Il tassista scaricò Massimo davanti casa. Massimo pagò ed entrò. In casa c’era tutto il caos creato dai ladri, iniziò a salirgli la rabbia.
Il fax suonò.
Massimo di avvicinò e prese il foglio che stava uscendo dalla bocca del fax. C’era una foto in bianco e nero. C’era anche nome e cognome e indirizzo dell’individuo nella foto. Poi c’era una frase: Questo dovrebbe essere il tuo uomo, ha precedenti penali. È un patito di armi. Vacci piano! Chiama se hai bisogno.

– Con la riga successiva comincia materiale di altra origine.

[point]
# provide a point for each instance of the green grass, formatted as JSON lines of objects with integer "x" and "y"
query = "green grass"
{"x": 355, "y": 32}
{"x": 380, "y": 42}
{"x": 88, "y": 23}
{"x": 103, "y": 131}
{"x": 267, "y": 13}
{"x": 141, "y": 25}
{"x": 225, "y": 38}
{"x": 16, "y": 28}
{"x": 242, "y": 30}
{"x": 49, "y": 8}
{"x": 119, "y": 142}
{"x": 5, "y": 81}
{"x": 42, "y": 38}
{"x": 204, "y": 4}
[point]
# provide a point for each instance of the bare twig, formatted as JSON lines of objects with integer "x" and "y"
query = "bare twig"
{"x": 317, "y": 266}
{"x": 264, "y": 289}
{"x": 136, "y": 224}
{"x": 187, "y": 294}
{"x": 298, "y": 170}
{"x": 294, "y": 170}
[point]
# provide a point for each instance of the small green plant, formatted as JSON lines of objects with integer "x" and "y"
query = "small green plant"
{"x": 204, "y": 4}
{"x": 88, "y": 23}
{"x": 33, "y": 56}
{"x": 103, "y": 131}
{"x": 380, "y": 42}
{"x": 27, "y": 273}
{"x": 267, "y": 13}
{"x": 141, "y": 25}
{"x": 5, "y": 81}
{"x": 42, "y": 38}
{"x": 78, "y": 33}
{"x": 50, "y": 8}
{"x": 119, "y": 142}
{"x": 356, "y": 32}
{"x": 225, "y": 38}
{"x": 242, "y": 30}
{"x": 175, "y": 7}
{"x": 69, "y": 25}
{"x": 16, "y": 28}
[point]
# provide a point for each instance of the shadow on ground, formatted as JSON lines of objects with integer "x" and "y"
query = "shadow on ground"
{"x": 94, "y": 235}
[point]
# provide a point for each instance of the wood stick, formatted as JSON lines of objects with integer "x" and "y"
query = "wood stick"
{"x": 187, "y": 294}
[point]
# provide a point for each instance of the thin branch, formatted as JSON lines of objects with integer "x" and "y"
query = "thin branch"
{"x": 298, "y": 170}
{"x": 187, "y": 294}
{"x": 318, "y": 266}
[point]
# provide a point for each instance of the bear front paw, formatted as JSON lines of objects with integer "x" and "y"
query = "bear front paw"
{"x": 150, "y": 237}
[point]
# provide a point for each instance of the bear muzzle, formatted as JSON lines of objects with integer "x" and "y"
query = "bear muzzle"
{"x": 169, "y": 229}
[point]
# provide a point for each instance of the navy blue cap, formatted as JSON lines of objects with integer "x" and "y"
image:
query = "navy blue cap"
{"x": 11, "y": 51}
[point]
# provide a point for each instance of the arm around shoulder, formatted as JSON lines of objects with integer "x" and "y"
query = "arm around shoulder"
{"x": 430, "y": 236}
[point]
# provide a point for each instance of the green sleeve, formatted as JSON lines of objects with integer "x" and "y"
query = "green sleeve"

Massimo prese il foglio, lo ripiegò e lo mise in tasca. Andò in garage, accese la sua Mv Augusta Brutale. Mise il casco in testa, e usci dal garage. Quando fu fuori dal cancello si fermò. Tornò in dietro a piedi lasciando la moto sul cavalletto. Tornò con il giubbotto da motociclista con le protezioni a spalle, gomiti e schiena. Meglio portarlo sempre, pensò.
Salì sulla moto, tirò la frizione, appoggiò il piede sinistro sul cambio e spinse verso il basso ed innestò la prima. La via dove abitava l’uomo la conosceva, ci mise poco ad arrivare. Parcheggiò la moto vicino ad un bar, si sedette ad un tavolino e attese che l’uomo tornasse o uscisse di casa.
Non dovette attendere molto, pochi minuti dopo l’uomo apparve sulla porta di casa con uno zaino in spalla.
Figlio di puttana, pensò Massimo. La rabbia stava salendo ancora. In un primo momento gli venne d’istinto saltargli addosso e spaccargli la faccia, ma poi si fermò. Era meglio seguirlo.